Location: IAST
Coordinator: Prof. J. Kent Blasie, Chem, 215/898-6208
e-mail: jkblasie@sas.upenn.edu
The LRSM is a charter member of the Complex Materials Consoritum (CMC), which is a consortium of scientists self-assembled for the pursuit of state-of-the-art synchrotron radiation-based materials research at the Advanced Photon Source (APS), Argonne National Laboratory. The CMC's collective research program concerns more generally the structures and properties of so-called "Complex Materials" drawing members from three MRSECs (PENN, Princeton and UCSB), plus the Physics Department at the University of Tennessee, the Solid State Division of Oak Ridge National Laboratory, the Physics Department of Brookhaven National Laboratory, the Basic Energy Sciences Division of Los Alamos National Laboratory, and the Exxon Corporate Research Laboratory. The CMC has secured funding from the DOE and the NSF in addition to "up-front" funds from the charter institutions to construct beamlines on the undulator-magnet source and on the bending-magnet source at Sector 9 of the APS. The endstations on these beamlines, each with doubly-focusing x-ray optics, will contain instrumentation optimized for absorption spectroscopy, scattering from solid surfaces, high DQ-resolution scattering, small-angle scattering and scattering from liquid-surfaces, including state-of-the-art detection.

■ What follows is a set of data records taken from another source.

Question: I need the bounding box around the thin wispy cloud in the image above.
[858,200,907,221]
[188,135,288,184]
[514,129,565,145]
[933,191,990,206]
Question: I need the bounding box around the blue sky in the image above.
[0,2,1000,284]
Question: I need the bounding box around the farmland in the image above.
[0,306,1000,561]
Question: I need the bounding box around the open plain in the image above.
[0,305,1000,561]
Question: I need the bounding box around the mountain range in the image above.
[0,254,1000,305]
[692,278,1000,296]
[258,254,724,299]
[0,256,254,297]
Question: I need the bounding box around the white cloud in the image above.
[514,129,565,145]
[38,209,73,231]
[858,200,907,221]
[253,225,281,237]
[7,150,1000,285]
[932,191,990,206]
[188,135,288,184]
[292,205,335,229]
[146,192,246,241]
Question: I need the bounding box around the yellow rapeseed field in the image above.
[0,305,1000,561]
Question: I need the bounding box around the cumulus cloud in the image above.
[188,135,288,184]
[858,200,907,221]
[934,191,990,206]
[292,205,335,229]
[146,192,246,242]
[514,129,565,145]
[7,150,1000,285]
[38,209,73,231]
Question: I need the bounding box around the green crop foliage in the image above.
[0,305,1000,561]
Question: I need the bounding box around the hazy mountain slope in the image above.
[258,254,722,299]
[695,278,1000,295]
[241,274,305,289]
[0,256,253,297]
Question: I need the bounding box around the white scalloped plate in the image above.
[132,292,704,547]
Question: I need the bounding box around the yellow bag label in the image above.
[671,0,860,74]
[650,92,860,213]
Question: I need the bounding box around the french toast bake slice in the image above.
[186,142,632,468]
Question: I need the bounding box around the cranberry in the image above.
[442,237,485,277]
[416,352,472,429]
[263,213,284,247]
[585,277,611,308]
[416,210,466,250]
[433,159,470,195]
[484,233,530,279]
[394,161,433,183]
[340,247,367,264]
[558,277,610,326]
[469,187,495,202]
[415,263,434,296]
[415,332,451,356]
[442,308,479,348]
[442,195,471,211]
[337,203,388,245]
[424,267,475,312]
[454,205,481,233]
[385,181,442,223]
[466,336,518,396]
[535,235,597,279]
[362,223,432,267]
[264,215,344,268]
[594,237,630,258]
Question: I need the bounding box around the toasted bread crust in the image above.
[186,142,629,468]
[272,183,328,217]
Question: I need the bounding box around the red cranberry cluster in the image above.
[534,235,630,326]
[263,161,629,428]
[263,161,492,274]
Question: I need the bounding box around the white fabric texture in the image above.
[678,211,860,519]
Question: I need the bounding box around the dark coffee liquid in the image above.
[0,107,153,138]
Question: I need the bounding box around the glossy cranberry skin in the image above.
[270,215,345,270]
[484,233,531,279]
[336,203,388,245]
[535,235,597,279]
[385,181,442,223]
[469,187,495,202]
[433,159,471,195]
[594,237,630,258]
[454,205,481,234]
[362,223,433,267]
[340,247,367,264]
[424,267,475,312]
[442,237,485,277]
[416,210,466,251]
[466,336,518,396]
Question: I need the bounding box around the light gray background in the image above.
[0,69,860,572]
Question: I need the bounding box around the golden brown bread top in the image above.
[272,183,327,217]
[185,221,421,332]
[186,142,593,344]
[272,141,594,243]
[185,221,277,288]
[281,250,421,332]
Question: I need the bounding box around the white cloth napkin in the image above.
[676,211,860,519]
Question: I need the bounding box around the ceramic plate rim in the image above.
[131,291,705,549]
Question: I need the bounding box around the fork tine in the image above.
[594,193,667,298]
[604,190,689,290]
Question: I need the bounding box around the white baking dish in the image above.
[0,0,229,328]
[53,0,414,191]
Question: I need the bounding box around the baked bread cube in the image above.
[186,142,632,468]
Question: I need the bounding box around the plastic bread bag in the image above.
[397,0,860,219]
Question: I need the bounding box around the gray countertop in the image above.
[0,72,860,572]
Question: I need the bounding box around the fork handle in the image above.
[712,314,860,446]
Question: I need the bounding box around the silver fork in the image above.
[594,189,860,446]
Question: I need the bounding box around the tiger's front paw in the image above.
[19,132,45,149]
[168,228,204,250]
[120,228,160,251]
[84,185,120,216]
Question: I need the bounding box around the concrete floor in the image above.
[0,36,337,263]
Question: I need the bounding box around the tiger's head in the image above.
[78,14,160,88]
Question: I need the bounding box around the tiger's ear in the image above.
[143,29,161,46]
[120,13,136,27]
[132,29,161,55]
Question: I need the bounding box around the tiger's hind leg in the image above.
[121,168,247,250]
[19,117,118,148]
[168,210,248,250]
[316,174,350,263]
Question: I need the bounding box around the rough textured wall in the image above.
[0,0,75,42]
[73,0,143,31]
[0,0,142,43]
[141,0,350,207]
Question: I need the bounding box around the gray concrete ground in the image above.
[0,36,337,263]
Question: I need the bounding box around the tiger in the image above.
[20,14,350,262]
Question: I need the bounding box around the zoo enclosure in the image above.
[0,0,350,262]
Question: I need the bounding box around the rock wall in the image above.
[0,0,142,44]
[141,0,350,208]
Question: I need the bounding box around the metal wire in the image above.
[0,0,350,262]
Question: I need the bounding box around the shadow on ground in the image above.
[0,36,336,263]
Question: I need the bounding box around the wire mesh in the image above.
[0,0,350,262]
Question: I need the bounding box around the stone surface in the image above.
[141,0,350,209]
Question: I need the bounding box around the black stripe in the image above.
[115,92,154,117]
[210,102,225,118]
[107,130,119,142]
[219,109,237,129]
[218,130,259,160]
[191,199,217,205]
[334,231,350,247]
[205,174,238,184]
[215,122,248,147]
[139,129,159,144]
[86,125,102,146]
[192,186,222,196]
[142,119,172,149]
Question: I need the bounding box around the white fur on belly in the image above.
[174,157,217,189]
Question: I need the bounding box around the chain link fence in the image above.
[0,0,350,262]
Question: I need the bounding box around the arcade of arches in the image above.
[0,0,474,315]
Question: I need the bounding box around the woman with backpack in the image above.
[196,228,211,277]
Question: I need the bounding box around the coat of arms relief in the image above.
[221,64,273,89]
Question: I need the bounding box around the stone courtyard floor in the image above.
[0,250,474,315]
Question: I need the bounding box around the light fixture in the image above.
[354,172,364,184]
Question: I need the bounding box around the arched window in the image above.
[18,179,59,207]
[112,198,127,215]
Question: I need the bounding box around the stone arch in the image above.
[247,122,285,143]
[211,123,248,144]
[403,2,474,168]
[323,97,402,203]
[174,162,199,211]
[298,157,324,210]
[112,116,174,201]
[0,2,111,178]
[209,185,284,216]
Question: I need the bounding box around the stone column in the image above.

The commissioning of the first undulator beamline and the small-angle and liquid-surface (see figure below) spectrometers began in summer '99. Several initial experiments have been performed (Blasie, Egami, Heiney, Gibbs-BNL). The construction of the remaining beamlines is underway.
In-house high-resolution x-ray scattering facilities provide for essential work preliminary to that at synchrotron radiation facilities. Those at the Laboratory for Research on the Structure of Matter are based on a Nonius FR-591 high-brightness rotating-anode x-ray generator, focusing optics, and a two-dimensional detector.